A Jeanette Winter piacciono le biografie. Soprattutto, ama raccontare le vite di chi ha incontrato sulla sua strada (immaginaria). Classe 1939, autrice di testi e anche illustratrice by self di albi per la letteratura d’infanzia, Jeanette ha parlato ai bambini di Georgia O’Keeffe come di Beatrix Potter, ma anche degli artisti maliani «bogolan», le cui mani si muovono veloci per fermare il fango nei disegni dei tessuti.
Ora, la sua creatività arriva in Italia in versione doubleface, con un libro leggibile comunque lo si rivolti, pubblicato da Nord-Sud edizioni: due storie a specchio di ragazzini coraggiosi, che veicolano lo stesso messaggio pur se finite in maniera molto diversa. Una con la morte del protagonista anche se la sua lotta non è stata vana, l’altra con un Nobel (per la pace), che ha riconosciuto la battaglia di una piccola studentessa contro i mostri dell’ignoranza.

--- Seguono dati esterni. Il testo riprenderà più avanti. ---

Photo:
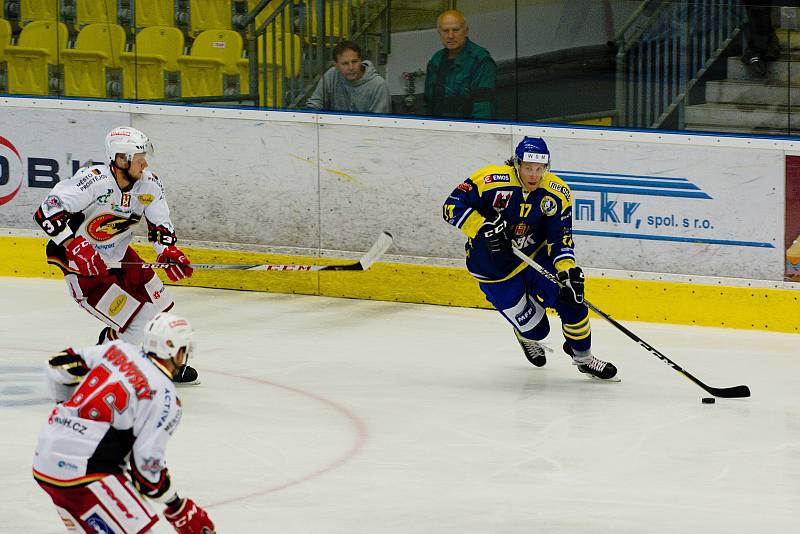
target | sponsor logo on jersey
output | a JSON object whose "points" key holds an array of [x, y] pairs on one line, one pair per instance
{"points": [[173, 424], [492, 178], [117, 305], [152, 464], [132, 373], [87, 182], [102, 199], [67, 422], [63, 464], [560, 189], [548, 206], [105, 226], [501, 199], [98, 524], [165, 409], [526, 315]]}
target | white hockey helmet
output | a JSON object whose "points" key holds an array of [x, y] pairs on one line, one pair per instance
{"points": [[128, 141], [165, 334]]}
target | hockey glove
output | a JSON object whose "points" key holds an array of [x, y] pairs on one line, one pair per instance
{"points": [[496, 235], [571, 285], [180, 269], [188, 518], [86, 259]]}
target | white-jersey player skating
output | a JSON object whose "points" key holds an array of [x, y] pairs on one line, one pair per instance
{"points": [[117, 408], [90, 219]]}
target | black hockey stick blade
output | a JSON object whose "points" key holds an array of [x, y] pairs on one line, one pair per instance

In entrambi i casi siamo in Pakistan e, di fronte al lettore, si snodano due esistenze simili perché non libere, intrappolate in pregiudizi culturali o in schiavitù economica: Iqbal, il bambino che cuciva tappeti intessendoli di ribellione, e Malala, la ragazza che voleva studiare sfidando le proibizioni dei talebani, rappresentano la coppia di personaggi che riesce ad uscire dai confini di una regione, a spezzare le catene e a scrivere una storia universale. La pagheranno cara, Iqbal carissima, assassinato a soli dodici anni.

«La storia di Iqbal Masih mi è rimasta nel cuore dal momento in cui ho letto il suo necrologio il 19 aprile 1995, tre giorni dopo la sua uccisione – spiega in apertura dell’albo Jeanette Winter – Ho saputo della sua vita e del coraggio che ha dimostrato condannando apertamente il lavoro forzato dei bambini nell’ambito del commercio di tappeti in Pakistan. Quando il 9 ottobre del 2012 ho saputo di Maiala Yousafzai, colpita da un proiettile per essersi schierata a favore del diritto all’istruzione per le ragazze, ho pensato nuovamente a Iqbal. Il coraggio di questi due ragazzi, di molto superiore alla loro tenera età, mi ha indotta a scrivere questo libro».

Le immagini – date a piatto, nel caratteristico stile dell’autrice che ritaglia le figure come fossero un collage – guidano nella comprensione di una realtà infantile durissima: per ellissi, viene saltato il frame in cui Iqbal abbandona i pedali della sua bicicletta e si accascia, colpito da una pallottola letale, così come non vedremo cadere Malala sotto i colpi di arma da fuoco nell’autobus ma la ritroveremo in ospedale, mentre affila la sua vendetta migliore: legge, alla faccia dei suoi killer. Al centro del libro, Malala e Iqbal si guardano, sono legati dal filo di un aquilone, una licenza poetica che inventa una possibile nuova «trama» nel bel mezzo di un cielo stellato.